Was ist verkehrstechnisch überhaupt in der Müllerstraße los?
Ständig Stau, dieser scheiß motorisierte Individualverkehr, es ist zum Kotzen.
Diese stinkenden und lärmenden Mordinstrumente weichen auf die Nebenstraßen aus und fahren da viel zu schnell, parken in 2. Reihe und überholen Radfahrende viel zu dicht.
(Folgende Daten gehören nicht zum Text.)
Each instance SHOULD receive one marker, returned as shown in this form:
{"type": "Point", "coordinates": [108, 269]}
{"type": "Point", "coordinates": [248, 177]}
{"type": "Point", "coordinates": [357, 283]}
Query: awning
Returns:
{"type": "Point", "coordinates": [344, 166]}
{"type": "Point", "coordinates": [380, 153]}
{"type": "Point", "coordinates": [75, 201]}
Was macht die Verkehrsplanung, das Ordnungsamt? Ich hab da noch nie jemanden gesehen, der eingeschritten wäre.
Autos raus aus der Stadt1
Hallo Herr Karaduman,
diese Unterstreichung ist nicht vorhanden um eine Unterscheidung zu machen. Diese Unterstreichung ist deshalb da, weil dieser Satzabschnitt mit einem Link verknüpft ist, der zu einem anderen Artikel mit ähnlichem Thema führt bzw. in diesem Fall sogar zur Quelle und für Sie als Service zum genauen Nachlesen eingefügt wurde. 🙂
Probieren Sie es einfach mal aus und klicken sie doch einfach mal auf den unterstrichenen Text! 🙂
Liebe Grüße
Hallo,
neun Radfahrende zu Tode schreiben sie unterstrichten, um es deutlich hervorzuheben. Daraufhin erwähnen Sie auch Fußgänger etc.
Ja, genau! Es sterben auch andere Verkehrsteilnehmende, deren Leben genauso wichtig ist wie die der Radfahrenden!
Ich finde es nicht gut, dass Sie bei Toten eine Unterscheidung machen!!!